OpenMP Barriers
There are implicit barriers at the end of work-sharing constructs and parallel sections.
nowait
We can use nowait
to remove the implicit barrier on a directive:
#pragma omp for nowait
Additionally schedule(static)
, can guarantee the order of operations provided that the total number iteration in a for loop are the same.

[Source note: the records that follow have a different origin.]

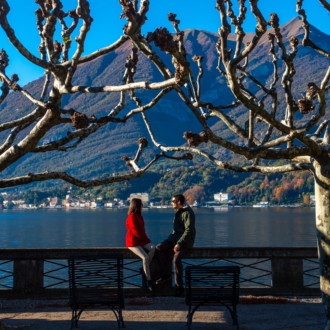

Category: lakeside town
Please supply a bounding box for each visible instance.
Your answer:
[0,190,315,210]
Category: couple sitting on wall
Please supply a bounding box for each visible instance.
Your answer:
[126,194,196,297]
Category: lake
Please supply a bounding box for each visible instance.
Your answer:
[0,207,318,288]
[0,207,316,248]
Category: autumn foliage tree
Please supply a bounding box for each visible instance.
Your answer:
[0,0,330,329]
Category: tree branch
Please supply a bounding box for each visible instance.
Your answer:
[0,0,58,71]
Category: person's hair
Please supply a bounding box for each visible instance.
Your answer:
[128,198,142,215]
[172,194,186,205]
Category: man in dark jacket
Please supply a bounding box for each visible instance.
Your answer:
[156,194,196,297]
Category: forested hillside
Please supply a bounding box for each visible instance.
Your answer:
[24,165,314,205]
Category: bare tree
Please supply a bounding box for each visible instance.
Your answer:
[0,0,330,329]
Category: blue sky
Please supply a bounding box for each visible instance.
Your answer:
[0,0,330,85]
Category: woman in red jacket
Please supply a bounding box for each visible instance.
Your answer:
[126,198,156,291]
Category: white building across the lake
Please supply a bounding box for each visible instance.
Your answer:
[214,193,231,202]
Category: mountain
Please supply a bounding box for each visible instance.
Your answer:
[0,18,330,188]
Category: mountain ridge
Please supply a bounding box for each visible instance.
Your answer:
[0,18,330,188]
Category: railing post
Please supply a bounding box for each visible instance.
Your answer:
[14,259,44,295]
[150,251,173,295]
[271,258,304,289]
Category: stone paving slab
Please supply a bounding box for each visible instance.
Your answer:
[0,298,325,330]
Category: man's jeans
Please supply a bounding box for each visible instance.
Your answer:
[156,240,189,288]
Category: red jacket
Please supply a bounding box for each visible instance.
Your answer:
[126,213,151,247]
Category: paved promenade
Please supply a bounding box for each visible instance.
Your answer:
[0,297,325,330]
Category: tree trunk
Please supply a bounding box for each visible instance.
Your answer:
[313,161,330,330]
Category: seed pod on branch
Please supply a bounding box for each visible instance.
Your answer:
[267,13,282,39]
[289,37,299,48]
[0,48,9,71]
[54,40,62,60]
[68,9,79,19]
[183,131,209,147]
[8,73,21,92]
[305,82,318,99]
[121,156,132,167]
[71,112,89,129]
[136,138,148,148]
[298,97,315,115]
[167,13,180,24]
[57,10,69,20]
[215,38,221,53]
[256,116,263,123]
[192,55,204,62]
[119,0,135,20]
[146,28,177,54]
[34,8,44,31]
[183,152,194,160]
[268,33,276,55]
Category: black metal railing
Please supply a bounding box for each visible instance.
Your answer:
[0,247,319,298]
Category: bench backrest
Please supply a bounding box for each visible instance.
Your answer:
[186,266,240,304]
[68,253,123,307]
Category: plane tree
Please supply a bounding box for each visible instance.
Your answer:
[0,0,330,329]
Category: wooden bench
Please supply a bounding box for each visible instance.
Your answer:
[185,266,240,329]
[68,253,125,329]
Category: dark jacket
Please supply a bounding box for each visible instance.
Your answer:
[167,206,196,249]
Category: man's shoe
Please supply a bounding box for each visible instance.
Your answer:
[156,275,172,284]
[147,281,153,291]
[173,287,184,298]
[140,267,147,281]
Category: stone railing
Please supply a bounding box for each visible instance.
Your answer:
[0,247,320,299]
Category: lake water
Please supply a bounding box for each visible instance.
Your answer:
[0,208,318,288]
[0,207,316,248]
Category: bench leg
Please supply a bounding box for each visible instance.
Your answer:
[233,305,239,330]
[119,308,125,328]
[186,305,191,326]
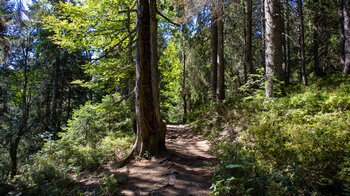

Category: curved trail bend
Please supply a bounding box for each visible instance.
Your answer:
[118,125,215,196]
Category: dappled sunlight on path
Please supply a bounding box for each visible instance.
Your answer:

This is because each thread is tied to a particular iteration. Therefore, the operations are sequential for that thread.
barrier
Manually places a barrier at some point in a parallel section:
#pragma omp barrier
master
Only executes on the master thread. This has no barriers:
#pragma omp master
NUMA Consideration
The first thread to touch a variable defines in who’s memory the variable resides.
flowchart LR
MEM0 <--> CPU0
CPU0 <--> CPU1
CPU1 <--> MEM1
This code would be very slow as the array was defined all on the main thread:
// init on thread 0
for (int i=m; i<n; i++) {
z[i] = init(i);
}
// work on all threads
#pragma omp parallel for
for (int i=m; i<n; i++) {
z[i] *= work(i);
}
It would be better to write the data using the same socket that will use it later:
// init on all threads
#pragma omp parallel for schedule(static)
for (int i=m; i<n; i++) {
z[i] = init(i);
}
// work using the threads that defined each int
#pragma omp parallel for schedule(static)
for (int i=m; i<n; i++) {
z[i] *= work(i);
}
Thread Affinity
We can ensure our threads don’t change cores over the course of the program’s runtime by using the following environment variables:
OMP_SET_DYNAMIC=false
:- This guarantees that the number of threads you asked for are used.
OMP_PROC_BIND=true
:- Binds threads to a core.
OMP_PLACES=
:- Allows you to hand-pick which thread lives on which core.
- This significantly reduces portability.